Il faut saluer Chantal Thomas pour les costumes, les décors et la scénographie. Je dois avouer que c’est une réussite totale que cela concourt vraiment à la qualité globale du spectacle. Enfin, sauf pour les effets de manche de cette même scénographie qui vont un peu trop loin à mon goût. Je m’explique… J’ai adoré les décors et les costumes qui servent admirablement les narratrices et la mise en scène, mais chaque monologue est agrémenté de trouvailles scéniques aussi inventives qu’inutiles. On trouve des effets visuels assez spectaculaires qui change par exemple la perspective du spectateur. Ainsi le premier récit se déroule en étant littéralement découvert de gauche à droite tandis que la comédienne joue (et donc se déplace, en même temps que la lumière est faite sur le décor). Ce mouvement est beau… mais à quoi sert-il ? Or je crois qu’en théâtre, on a tort de trop en faire, ou alors j’ai tort d’en chercher conséquemment une explication !

De même, le plus dingue et encore plus beau est le dernier monologue puisque Charlotte Clamens est carrément sur un canapé incliné qui nous fait croire qu’on la regarde d’en haut. Comme cela :

Charlotte Clamens dans "Talking Heads"

Oui là c’est une photographie prise face à la scène de théâtre, elle repose donc en fait sur le dossier du canapé, et c’est son attitude qui permet encore plus de réaliser l’illusion optique. C’est très intéressant et troublant les premières minutes, d’ailleurs tellement passionnant que j’en ai zappé le début du monologue !! Et encore une fois, à priori, ça ne sert à… pas grand-chose.

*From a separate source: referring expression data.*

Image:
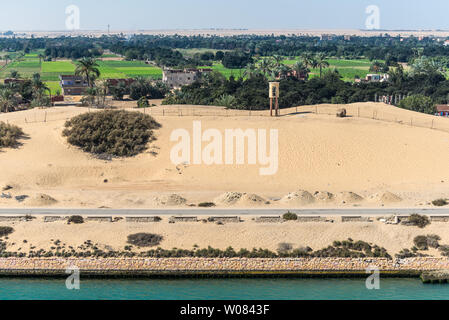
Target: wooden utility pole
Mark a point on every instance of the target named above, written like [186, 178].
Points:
[274, 95]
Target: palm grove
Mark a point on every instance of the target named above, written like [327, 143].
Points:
[423, 81]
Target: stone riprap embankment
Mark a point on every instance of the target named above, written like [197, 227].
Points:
[173, 265]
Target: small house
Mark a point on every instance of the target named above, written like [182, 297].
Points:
[442, 110]
[73, 85]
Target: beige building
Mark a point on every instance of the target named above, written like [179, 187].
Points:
[176, 78]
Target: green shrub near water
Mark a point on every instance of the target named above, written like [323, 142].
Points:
[289, 216]
[76, 220]
[417, 220]
[116, 133]
[9, 135]
[144, 239]
[440, 202]
[5, 231]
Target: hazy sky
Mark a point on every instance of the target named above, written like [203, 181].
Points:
[198, 14]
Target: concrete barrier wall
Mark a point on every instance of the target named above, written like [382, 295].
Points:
[55, 218]
[225, 219]
[12, 218]
[275, 219]
[184, 219]
[355, 219]
[311, 219]
[99, 219]
[143, 219]
[223, 264]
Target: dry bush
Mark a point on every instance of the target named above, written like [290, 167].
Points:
[9, 135]
[144, 239]
[5, 231]
[116, 132]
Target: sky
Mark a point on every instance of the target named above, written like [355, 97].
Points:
[49, 15]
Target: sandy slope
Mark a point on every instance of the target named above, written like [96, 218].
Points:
[317, 152]
[247, 234]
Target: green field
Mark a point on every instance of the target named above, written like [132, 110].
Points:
[348, 69]
[128, 69]
[29, 64]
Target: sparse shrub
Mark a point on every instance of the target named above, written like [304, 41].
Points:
[440, 202]
[9, 135]
[341, 113]
[289, 216]
[145, 239]
[5, 231]
[76, 219]
[444, 250]
[143, 103]
[206, 205]
[433, 241]
[421, 242]
[417, 220]
[114, 132]
[284, 247]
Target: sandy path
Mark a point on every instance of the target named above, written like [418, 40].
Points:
[317, 152]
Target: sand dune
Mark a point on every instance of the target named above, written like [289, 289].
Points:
[345, 157]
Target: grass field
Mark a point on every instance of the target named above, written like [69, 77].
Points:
[128, 69]
[348, 69]
[50, 70]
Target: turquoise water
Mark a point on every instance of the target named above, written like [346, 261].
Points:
[227, 289]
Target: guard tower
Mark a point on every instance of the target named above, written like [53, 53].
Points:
[274, 95]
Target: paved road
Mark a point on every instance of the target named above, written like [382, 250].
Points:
[224, 212]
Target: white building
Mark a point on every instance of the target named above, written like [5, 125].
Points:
[176, 78]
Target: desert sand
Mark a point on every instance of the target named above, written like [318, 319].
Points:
[247, 234]
[340, 162]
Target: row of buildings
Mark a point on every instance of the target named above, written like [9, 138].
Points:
[174, 78]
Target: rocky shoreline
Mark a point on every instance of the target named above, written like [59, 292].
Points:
[218, 266]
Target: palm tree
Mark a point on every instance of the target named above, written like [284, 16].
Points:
[89, 69]
[265, 66]
[301, 69]
[7, 100]
[41, 57]
[277, 60]
[250, 71]
[14, 74]
[321, 62]
[309, 60]
[7, 58]
[283, 71]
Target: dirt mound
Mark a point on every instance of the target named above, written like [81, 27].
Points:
[389, 197]
[386, 197]
[324, 196]
[41, 200]
[348, 197]
[171, 200]
[252, 199]
[300, 197]
[228, 198]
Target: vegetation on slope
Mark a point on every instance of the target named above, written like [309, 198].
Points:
[9, 135]
[115, 133]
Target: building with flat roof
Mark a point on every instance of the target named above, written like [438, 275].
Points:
[176, 78]
[73, 85]
[442, 110]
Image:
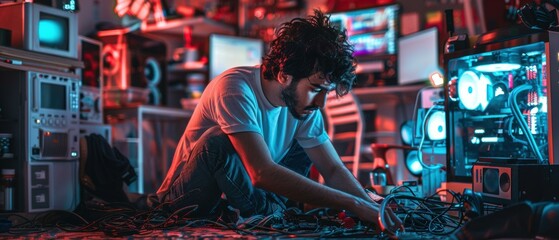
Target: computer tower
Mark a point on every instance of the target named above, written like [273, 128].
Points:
[499, 99]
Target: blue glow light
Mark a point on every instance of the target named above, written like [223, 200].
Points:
[50, 31]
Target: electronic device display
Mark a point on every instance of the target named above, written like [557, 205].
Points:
[418, 56]
[91, 98]
[233, 51]
[372, 31]
[497, 104]
[41, 28]
[504, 183]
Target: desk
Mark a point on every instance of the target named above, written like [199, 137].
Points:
[148, 136]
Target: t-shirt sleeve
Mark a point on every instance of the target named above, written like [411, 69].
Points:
[311, 132]
[235, 107]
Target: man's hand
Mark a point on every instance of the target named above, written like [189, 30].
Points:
[369, 212]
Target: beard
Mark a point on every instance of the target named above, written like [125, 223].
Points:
[290, 98]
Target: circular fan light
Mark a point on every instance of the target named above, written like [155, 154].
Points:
[468, 90]
[413, 163]
[484, 85]
[406, 132]
[436, 129]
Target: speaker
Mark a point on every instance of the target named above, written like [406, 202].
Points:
[503, 183]
[134, 61]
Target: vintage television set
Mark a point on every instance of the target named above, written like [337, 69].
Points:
[134, 68]
[418, 56]
[40, 28]
[500, 120]
[227, 51]
[374, 34]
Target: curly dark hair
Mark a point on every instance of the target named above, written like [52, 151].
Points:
[306, 46]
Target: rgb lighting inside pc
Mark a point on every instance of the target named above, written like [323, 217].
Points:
[497, 107]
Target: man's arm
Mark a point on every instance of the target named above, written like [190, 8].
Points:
[336, 175]
[268, 175]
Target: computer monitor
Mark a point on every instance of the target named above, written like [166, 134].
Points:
[372, 31]
[41, 28]
[232, 51]
[418, 56]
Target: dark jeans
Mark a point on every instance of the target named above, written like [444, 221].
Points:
[214, 167]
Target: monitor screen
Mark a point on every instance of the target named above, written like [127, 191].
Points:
[418, 56]
[53, 96]
[373, 31]
[53, 31]
[232, 51]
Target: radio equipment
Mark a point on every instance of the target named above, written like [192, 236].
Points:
[91, 99]
[502, 183]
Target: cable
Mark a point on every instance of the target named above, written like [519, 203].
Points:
[519, 117]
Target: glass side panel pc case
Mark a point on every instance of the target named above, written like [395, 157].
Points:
[40, 28]
[498, 104]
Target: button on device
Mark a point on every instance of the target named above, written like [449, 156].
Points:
[35, 151]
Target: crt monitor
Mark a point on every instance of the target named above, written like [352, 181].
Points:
[232, 51]
[373, 31]
[41, 28]
[418, 56]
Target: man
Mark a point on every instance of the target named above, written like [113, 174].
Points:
[256, 131]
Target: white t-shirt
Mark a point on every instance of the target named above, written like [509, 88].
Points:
[235, 101]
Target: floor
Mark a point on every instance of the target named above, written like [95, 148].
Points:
[125, 223]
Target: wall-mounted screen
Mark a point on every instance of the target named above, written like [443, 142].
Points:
[372, 31]
[233, 51]
[418, 56]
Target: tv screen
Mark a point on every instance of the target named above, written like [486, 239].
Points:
[53, 96]
[232, 51]
[373, 31]
[53, 31]
[418, 56]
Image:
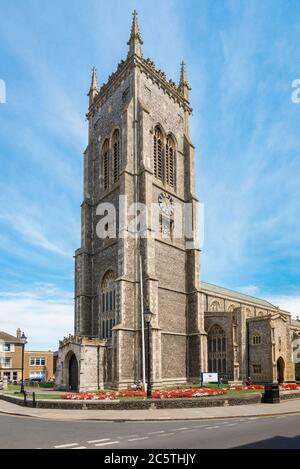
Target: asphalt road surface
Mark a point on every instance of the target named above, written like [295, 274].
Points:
[261, 432]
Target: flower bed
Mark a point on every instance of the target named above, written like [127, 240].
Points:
[156, 394]
[201, 392]
[245, 388]
[290, 387]
[283, 387]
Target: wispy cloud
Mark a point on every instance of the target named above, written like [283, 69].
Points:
[45, 313]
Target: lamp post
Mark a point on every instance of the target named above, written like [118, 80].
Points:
[24, 342]
[148, 316]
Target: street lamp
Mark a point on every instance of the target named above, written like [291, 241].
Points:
[24, 342]
[148, 316]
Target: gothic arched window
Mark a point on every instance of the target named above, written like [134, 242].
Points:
[170, 162]
[116, 154]
[217, 350]
[105, 164]
[256, 339]
[215, 306]
[108, 305]
[157, 154]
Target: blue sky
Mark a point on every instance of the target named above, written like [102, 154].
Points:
[241, 57]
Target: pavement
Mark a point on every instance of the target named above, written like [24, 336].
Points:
[287, 407]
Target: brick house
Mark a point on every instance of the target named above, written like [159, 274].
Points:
[10, 356]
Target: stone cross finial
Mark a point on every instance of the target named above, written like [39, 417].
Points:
[94, 90]
[135, 41]
[184, 86]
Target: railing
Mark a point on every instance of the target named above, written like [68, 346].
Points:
[26, 394]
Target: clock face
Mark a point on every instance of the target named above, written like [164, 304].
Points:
[166, 203]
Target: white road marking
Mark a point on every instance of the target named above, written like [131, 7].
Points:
[66, 446]
[107, 443]
[98, 441]
[155, 433]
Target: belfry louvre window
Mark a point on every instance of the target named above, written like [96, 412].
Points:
[105, 163]
[107, 297]
[157, 154]
[116, 154]
[170, 152]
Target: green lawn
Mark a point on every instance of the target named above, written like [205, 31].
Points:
[14, 390]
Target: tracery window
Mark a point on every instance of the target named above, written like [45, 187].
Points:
[105, 164]
[157, 154]
[116, 154]
[217, 354]
[256, 339]
[107, 305]
[170, 163]
[215, 306]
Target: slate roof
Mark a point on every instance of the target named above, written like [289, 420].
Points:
[214, 289]
[9, 338]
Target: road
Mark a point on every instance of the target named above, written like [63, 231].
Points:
[260, 432]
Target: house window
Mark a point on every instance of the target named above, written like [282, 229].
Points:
[116, 154]
[37, 361]
[5, 362]
[256, 339]
[256, 369]
[157, 154]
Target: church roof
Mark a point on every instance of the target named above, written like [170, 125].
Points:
[9, 338]
[135, 57]
[295, 323]
[208, 287]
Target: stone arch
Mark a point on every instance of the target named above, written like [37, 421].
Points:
[280, 370]
[170, 164]
[217, 349]
[107, 304]
[71, 371]
[256, 338]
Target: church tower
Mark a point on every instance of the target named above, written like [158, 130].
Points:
[139, 152]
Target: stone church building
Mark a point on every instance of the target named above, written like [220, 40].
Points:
[139, 146]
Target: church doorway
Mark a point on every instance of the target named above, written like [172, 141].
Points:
[280, 370]
[73, 373]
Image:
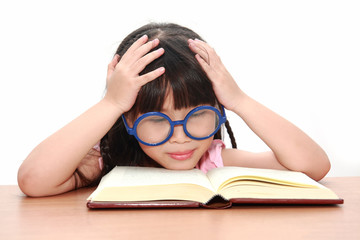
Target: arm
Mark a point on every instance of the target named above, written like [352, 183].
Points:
[291, 148]
[49, 168]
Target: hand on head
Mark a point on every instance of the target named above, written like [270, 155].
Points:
[123, 79]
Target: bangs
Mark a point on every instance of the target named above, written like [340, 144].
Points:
[183, 78]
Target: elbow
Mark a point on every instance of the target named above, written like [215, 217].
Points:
[30, 183]
[26, 183]
[319, 167]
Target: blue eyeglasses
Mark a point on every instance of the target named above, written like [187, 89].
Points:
[155, 128]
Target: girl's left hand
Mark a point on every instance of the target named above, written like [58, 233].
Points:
[225, 87]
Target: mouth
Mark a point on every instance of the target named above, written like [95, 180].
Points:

Mais heureusement des comédiennes de talent et un texte bien calé n’entament pas le plaisir ressenti pendant le spectacle.

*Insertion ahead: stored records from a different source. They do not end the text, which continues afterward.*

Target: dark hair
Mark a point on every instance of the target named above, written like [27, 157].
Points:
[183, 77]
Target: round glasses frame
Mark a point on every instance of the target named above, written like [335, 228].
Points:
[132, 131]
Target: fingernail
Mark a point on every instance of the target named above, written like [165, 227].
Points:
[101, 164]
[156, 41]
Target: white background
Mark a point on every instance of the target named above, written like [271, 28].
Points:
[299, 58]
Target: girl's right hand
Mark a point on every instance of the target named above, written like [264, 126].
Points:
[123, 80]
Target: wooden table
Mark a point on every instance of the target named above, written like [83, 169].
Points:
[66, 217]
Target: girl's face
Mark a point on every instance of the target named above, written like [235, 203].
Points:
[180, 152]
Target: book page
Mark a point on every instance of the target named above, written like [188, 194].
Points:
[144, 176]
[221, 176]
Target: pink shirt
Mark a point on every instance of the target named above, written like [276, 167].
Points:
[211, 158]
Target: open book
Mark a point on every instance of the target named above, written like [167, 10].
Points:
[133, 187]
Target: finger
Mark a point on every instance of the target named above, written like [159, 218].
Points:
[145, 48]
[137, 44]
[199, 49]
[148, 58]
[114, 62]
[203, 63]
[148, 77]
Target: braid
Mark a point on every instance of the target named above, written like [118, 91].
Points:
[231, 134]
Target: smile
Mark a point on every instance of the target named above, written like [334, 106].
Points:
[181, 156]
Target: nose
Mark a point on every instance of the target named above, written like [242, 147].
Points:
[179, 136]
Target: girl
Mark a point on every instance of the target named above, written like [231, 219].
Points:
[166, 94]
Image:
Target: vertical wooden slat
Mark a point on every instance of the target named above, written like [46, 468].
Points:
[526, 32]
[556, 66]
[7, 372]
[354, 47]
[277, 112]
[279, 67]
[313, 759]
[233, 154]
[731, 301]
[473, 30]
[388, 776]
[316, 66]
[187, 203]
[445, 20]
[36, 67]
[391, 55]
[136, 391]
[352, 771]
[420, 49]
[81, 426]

« Talking heads » au théâtre Marigny

1 Commentaire

  1. mierda, j’avais laissé un commentaire et il a été perdou, donc je répète en version courte :

    j’ai adoré, c’est excellent ! Je l’ai vu à Toulouse.
    Il me semble qu’il y a une progression entre les trois monologues, et si le destin de la première femme est pathétique, la deuxième découvre quand même une forme de bonheur avec son amie, même si ça finit mal. En revanche, la 3è invente sa vie, avec son pervers pépère, elle s’éclate, elle oublie sa voie tracée de soeur dévouée au frère malade, et sa vie devient colorée et donne une perspective d’ouverture à cette oeuvre. Et quel humour… cruel mais excellent.